Quand j’ai chronométré mes journées pendant un mois, le constat était accablant : 80% de mon temps d’avocat était consacré à des tâches répétitives. Rechercher les mêmes textes, rédiger les mêmes courriers, remplir les mêmes formulaires, compiler les mêmes données. Le droit est un métier intellectuel, mais la réalité quotidienne est souvent mécanique.
J’ai décidé de systématiser l’automatisation de tout ce qui pouvait l’être. Deux ans plus tard, ce qui prenait 80% de mon temps en prend 20%. Les 60% libérés sont consacrés au travail qui a réellement de la valeur.
Identifier ce qui est automatisable
Toutes les tâches répétitives ne sont pas automatisables. Ma grille de tri est simple. Une tâche est automatisable si elle suit un schéma prévisible, utilise des données structurées et produit un résultat standardisé.

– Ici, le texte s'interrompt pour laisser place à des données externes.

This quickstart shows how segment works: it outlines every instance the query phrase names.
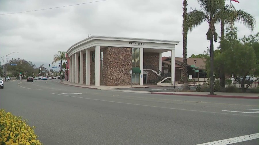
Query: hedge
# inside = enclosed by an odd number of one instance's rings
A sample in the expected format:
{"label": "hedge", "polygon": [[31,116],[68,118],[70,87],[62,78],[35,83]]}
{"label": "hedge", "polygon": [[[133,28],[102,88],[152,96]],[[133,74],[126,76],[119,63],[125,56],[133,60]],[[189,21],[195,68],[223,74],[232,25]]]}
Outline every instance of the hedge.
{"label": "hedge", "polygon": [[42,145],[34,129],[20,116],[0,109],[0,145]]}

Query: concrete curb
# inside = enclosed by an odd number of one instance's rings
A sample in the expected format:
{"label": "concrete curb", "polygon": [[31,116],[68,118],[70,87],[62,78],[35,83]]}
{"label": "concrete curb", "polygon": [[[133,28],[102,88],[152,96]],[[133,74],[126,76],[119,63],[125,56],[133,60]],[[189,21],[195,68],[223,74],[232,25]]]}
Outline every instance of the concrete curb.
{"label": "concrete curb", "polygon": [[230,98],[239,99],[259,99],[259,97],[247,97],[247,96],[227,96],[226,95],[194,95],[194,94],[172,94],[169,93],[153,93],[151,92],[151,94],[167,95],[175,95],[178,96],[189,96],[196,97],[215,97],[220,98]]}
{"label": "concrete curb", "polygon": [[90,88],[90,87],[83,87],[81,86],[75,86],[74,85],[69,85],[68,84],[66,84],[64,83],[61,83],[60,82],[60,83],[64,85],[67,85],[68,86],[73,86],[73,87],[79,87],[79,88],[85,88],[86,89],[93,89],[94,90],[100,90],[100,89],[97,89],[97,88]]}

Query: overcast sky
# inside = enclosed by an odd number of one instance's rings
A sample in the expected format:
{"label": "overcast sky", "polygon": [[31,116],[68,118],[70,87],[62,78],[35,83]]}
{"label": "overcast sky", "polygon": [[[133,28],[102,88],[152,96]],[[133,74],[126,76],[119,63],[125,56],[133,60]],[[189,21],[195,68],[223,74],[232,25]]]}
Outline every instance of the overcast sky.
{"label": "overcast sky", "polygon": [[[0,0],[0,14],[19,12],[100,0]],[[256,29],[251,31],[237,23],[238,36],[258,32],[258,0],[233,2],[236,9],[255,17]],[[94,35],[179,41],[175,56],[182,56],[182,10],[181,0],[108,0],[63,8],[0,15],[0,56],[13,52],[7,58],[19,57],[39,66],[47,66],[58,50],[66,51],[75,43]],[[188,1],[199,8],[197,1]],[[229,4],[229,1],[226,4]],[[202,54],[209,46],[208,28],[204,23],[188,34],[187,56]],[[219,35],[219,25],[216,30]],[[214,44],[215,49],[218,45]],[[169,56],[169,52],[163,56]],[[0,61],[2,61],[0,58]]]}

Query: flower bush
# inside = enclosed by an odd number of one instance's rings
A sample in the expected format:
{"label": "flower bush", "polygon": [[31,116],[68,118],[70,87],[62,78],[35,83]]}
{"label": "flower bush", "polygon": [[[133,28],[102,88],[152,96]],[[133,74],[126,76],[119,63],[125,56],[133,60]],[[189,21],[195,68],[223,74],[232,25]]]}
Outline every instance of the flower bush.
{"label": "flower bush", "polygon": [[41,145],[33,130],[20,117],[0,109],[0,145]]}

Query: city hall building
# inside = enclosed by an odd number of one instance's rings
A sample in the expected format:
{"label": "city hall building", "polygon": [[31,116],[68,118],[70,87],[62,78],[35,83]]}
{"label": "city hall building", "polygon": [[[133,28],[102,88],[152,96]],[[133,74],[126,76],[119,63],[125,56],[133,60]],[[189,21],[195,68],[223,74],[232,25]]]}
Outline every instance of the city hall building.
{"label": "city hall building", "polygon": [[[162,72],[162,53],[174,60],[179,41],[92,36],[73,45],[67,53],[69,81],[86,85],[143,85],[174,81],[175,61]],[[173,77],[172,77],[172,76]]]}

Exemples de tâches automatisables : générer une lettre de convocation à entretien préalable (template + variables), calculer une indemnité de licenciement (formule + données), vérifier la conformité d’un contrat de travail avec la convention collective applicable (règles + comparaison).

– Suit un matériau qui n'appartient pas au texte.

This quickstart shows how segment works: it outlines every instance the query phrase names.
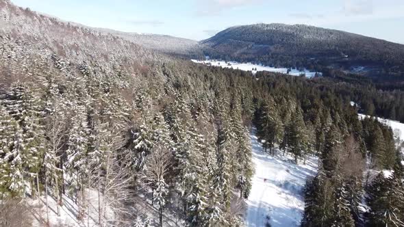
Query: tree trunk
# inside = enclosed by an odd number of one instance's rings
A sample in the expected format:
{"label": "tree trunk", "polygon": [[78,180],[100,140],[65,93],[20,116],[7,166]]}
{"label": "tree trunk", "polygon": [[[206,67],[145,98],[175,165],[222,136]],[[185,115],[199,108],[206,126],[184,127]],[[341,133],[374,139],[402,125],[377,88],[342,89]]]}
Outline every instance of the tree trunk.
{"label": "tree trunk", "polygon": [[39,215],[39,221],[42,223],[42,212],[40,212],[40,191],[39,190],[39,172],[36,173],[36,196],[38,198],[38,214]]}
{"label": "tree trunk", "polygon": [[45,168],[45,203],[47,205],[47,223],[49,224],[49,206],[48,205],[48,178],[47,177],[47,169]]}
{"label": "tree trunk", "polygon": [[[64,195],[66,194],[66,191],[64,191],[64,172],[63,171],[63,159],[62,158],[62,155],[60,155],[60,161],[59,164],[59,168],[62,170],[62,190],[60,190],[60,193],[62,193]],[[62,198],[62,196],[60,196]]]}
{"label": "tree trunk", "polygon": [[163,227],[163,206],[160,206],[160,214],[159,214],[159,222],[160,222],[160,227]]}
{"label": "tree trunk", "polygon": [[[101,170],[98,170],[98,178],[100,179],[101,176]],[[98,184],[98,222],[100,227],[103,227],[102,224],[102,214],[103,214],[103,209],[101,205],[101,184]]]}
{"label": "tree trunk", "polygon": [[58,177],[55,176],[55,187],[56,188],[56,210],[58,211],[58,217],[60,217],[60,208],[59,207],[62,203],[62,197],[59,193],[59,185],[58,183]]}

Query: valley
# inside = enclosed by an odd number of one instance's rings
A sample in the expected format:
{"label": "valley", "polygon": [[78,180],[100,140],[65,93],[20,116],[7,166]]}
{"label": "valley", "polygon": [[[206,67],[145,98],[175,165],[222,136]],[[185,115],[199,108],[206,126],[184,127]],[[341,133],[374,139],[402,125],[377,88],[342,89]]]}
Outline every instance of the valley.
{"label": "valley", "polygon": [[199,61],[196,59],[192,59],[191,61],[192,62],[203,64],[207,66],[224,67],[236,70],[238,69],[244,71],[251,71],[253,74],[255,74],[257,72],[268,71],[288,74],[292,76],[305,75],[308,78],[314,77],[315,76],[320,77],[322,75],[321,72],[310,72],[305,68],[302,70],[299,70],[296,68],[275,68],[252,63],[239,63],[237,62],[226,62],[210,59],[205,61]]}
{"label": "valley", "polygon": [[177,3],[0,0],[0,227],[404,226],[404,45]]}

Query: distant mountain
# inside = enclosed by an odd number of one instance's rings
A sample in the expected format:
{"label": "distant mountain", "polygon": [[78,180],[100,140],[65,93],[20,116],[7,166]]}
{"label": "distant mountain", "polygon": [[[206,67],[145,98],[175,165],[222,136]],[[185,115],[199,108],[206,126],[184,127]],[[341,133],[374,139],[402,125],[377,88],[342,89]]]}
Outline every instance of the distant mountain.
{"label": "distant mountain", "polygon": [[404,45],[303,25],[257,24],[228,28],[200,42],[212,57],[269,65],[332,66],[378,73],[404,72]]}
{"label": "distant mountain", "polygon": [[164,53],[188,57],[202,55],[199,44],[195,40],[166,35],[123,32],[104,29],[102,30],[147,49]]}
{"label": "distant mountain", "polygon": [[[79,61],[86,57],[84,53],[106,57],[112,51],[142,61],[161,57],[155,56],[157,52],[186,57],[202,55],[197,41],[90,27],[16,6],[9,0],[0,0],[0,38],[26,40],[33,51],[46,46],[47,51],[64,52],[66,57]],[[132,56],[134,52],[137,53]]]}

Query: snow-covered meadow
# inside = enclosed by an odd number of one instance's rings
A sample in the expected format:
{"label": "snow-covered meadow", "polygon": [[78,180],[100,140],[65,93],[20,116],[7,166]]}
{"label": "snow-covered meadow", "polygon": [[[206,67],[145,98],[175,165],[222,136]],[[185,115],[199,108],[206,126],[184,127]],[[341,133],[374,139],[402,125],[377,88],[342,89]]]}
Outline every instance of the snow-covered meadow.
{"label": "snow-covered meadow", "polygon": [[247,202],[246,226],[265,226],[267,223],[272,227],[300,226],[303,188],[306,179],[316,175],[317,158],[310,157],[305,165],[296,165],[290,156],[273,157],[264,152],[255,130],[251,139],[255,172]]}
{"label": "snow-covered meadow", "polygon": [[[359,116],[359,119],[363,119],[366,117],[369,118],[368,116],[362,114],[362,113],[359,113],[358,116]],[[393,132],[395,133],[395,135],[398,136],[399,138],[400,139],[400,140],[404,141],[404,124],[403,123],[401,123],[398,121],[395,121],[395,120],[392,120],[384,119],[382,118],[377,118],[377,120],[379,120],[380,122],[381,122],[386,125],[390,126],[392,128],[392,129],[393,130]]]}
{"label": "snow-covered meadow", "polygon": [[237,62],[225,62],[216,59],[207,59],[205,61],[199,61],[192,59],[193,62],[203,64],[205,65],[210,65],[212,66],[220,66],[223,68],[229,68],[233,69],[239,69],[244,71],[251,71],[253,74],[257,73],[259,71],[268,71],[273,72],[279,72],[288,74],[292,76],[300,76],[304,74],[307,77],[311,78],[316,75],[321,75],[321,72],[310,72],[307,69],[300,71],[296,68],[290,68],[290,71],[288,73],[288,68],[275,68],[268,66],[263,66],[261,64],[255,64],[252,63],[239,63]]}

Exemples de tâches non automatisables : construire une stratégie de négociation, évaluer le risque juridique d’une situation complexe, plaider devant un juge. Ces tâches nécessitent du jugement, de la créativité et de l’adaptation — des compétences humaines irréductibles.
« Automatiser le répétitif n’est pas déshumaniser le droit. C’est libérer l’humain pour le travail qui nécessite réellement un humain. »
Les trois niveaux d’automatisation
Niveau 1 : les templates dynamiques. Le plus simple et le plus immédiat. Chaque document récurrent — lettre, contrat, note — a un template avec des variables. Au lieu de rédiger depuis zéro, on remplit les variables et le document est généré. Gain : 10 à 15 minutes par document, multiplié par des dizaines de documents par semaine.
Niveau 2 : les workflows automatisés. Quand un nouveau dossier est ouvert, une chaîne d’actions se déclenche automatiquement : création du dossier dans notre outil, envoi de la lettre de mission au client, ouverture des sous-dossiers, notification à l’équipe. Ce qui prenait 20 minutes de tâches administratives prend maintenant 2 minutes.
Niveau 3 : l’IA assistive. Le plus sophistiqué. L’IA analyse un document, identifie les points juridiques pertinents, propose une première rédaction, suggère des jurisprudences applicables. Le travail de l’avocat passe de « faire » à « vérifier et ajuster ». Le gain est considérable sur les tâches de recherche et de rédaction initiale.
Les résistances internes (et comment les surmonter)
L’automatisation ne se décrète pas. Elle se vend en interne. Quand j’ai proposé d’automatiser la rédaction des lettres de rupture conventionnelle, un collaborateur m’a dit : « Chaque lettre est différente, on ne peut pas automatiser ça. » Il avait tort. 90% de la lettre est identique d’un cas à l’autre. Les 10% qui changent sont les variables spécifiques au dossier.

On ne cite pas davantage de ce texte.